Carlos Baigorri, chair of Brazil’s telecommunications agency Anatel, told several media outlets on Thursday that he will work to overturn the injunctions obtained by Claro, Telefônica, and TIM — the three largest mobile telephony providers in the country — to suspend the regulator’s decision to establish a reference price for roaming services.

Even reviewing the regulator’s approval of the sale of Oi’s mobile operations to the three aforementioned companies is on the table.

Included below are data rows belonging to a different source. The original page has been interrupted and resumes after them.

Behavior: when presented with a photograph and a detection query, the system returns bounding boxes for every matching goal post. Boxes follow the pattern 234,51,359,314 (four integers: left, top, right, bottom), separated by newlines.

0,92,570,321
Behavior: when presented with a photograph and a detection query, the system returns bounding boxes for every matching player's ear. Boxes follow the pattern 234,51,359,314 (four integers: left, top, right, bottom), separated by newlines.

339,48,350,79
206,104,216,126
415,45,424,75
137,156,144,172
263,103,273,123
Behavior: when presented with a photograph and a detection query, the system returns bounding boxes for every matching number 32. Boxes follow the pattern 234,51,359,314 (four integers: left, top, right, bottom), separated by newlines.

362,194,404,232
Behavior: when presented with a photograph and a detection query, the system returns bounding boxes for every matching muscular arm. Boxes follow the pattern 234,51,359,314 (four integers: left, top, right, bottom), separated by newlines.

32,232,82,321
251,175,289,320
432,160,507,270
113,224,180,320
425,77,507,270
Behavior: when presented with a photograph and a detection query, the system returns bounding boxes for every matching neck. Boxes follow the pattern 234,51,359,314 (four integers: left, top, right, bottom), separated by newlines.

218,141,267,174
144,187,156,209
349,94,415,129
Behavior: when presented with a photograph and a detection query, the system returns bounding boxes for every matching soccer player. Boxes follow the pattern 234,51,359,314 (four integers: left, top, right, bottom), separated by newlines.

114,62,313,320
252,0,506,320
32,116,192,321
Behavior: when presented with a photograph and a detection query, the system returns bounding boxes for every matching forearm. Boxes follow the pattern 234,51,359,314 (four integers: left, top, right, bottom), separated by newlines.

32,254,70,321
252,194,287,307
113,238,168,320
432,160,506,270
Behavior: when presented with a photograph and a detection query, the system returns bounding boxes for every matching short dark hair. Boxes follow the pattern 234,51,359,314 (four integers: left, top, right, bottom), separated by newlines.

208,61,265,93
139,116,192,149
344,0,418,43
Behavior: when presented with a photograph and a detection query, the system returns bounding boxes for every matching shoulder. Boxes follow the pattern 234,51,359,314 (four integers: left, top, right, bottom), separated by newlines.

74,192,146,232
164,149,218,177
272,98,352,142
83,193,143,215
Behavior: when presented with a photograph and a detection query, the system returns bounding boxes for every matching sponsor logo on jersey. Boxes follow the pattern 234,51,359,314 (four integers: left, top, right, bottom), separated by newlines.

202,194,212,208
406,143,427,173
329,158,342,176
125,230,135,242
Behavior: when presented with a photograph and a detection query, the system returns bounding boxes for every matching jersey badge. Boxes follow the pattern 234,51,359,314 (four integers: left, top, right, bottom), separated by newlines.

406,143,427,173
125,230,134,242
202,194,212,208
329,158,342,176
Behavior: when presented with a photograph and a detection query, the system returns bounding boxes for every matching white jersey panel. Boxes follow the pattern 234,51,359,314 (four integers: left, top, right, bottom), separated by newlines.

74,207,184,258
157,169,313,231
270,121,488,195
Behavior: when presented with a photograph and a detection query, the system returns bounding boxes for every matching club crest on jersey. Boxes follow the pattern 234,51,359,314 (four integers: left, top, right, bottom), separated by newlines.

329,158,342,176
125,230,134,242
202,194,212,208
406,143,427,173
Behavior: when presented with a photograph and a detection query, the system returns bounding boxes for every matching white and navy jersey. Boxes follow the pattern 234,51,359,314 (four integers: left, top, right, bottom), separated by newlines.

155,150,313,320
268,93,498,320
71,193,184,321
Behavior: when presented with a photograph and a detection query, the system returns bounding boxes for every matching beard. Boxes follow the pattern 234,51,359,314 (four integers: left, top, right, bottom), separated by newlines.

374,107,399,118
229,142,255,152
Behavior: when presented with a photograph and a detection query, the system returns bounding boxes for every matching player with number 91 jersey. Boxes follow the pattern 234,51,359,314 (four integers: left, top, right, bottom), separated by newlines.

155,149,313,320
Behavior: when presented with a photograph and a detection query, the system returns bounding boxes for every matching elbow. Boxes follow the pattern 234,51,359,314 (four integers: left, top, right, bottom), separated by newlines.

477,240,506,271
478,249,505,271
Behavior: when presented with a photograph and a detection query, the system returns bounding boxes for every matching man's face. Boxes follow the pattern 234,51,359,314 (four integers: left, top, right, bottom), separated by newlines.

Mr. Baigorri told Telessíntese, a news outlet specializing in telecoms, that the standardization of roaming prices is a crucial measure to reduce the effects of mobile telephony market concentration. The agreement on establishing a reference price for roaming services is part of the agreement for the partial sale of Oi.

Anatel intends to file appeals against the roaming injunctions next week, explaining its cost model to determine baseline roaming prices. Mr. Baigorri also stated that Anatel would join forces with antitrust regulator Cade and the trustee, which is monitoring compliance around the deal signed by the buyers of Oi assets, aiming at a unified front against the companies.

After being granted extensions, Claro, Vivo, and TIM had to deliver their wholesale product reference offers to the agency by last Friday. On the same day, however, the companies filed an appeal in court against the decision.

Claro, the first to obtain an injunction, said in its appeal there were “three faults” in the agency’s decision. The judge who granted the request understood that the criteria and calculations Anatel used to arrive at the reference price were unclear, violating the public agency’s obligation to publicize its acts.

Another point questioned by the carriers is that Anatel altered its calculation methodology, changing the top-down FAC-HCA model used since 2014 for the bottom-up LRIC+ model, which is based on a projection of the company’s future costs. According to the companies, this methodology does not adequately factor in costs that operators incur when providing the service.

Anatel, in turn, said that it changed its methodology precisely to stimulate efficiency and competitiveness in the market and that this will be duly explained to the courts.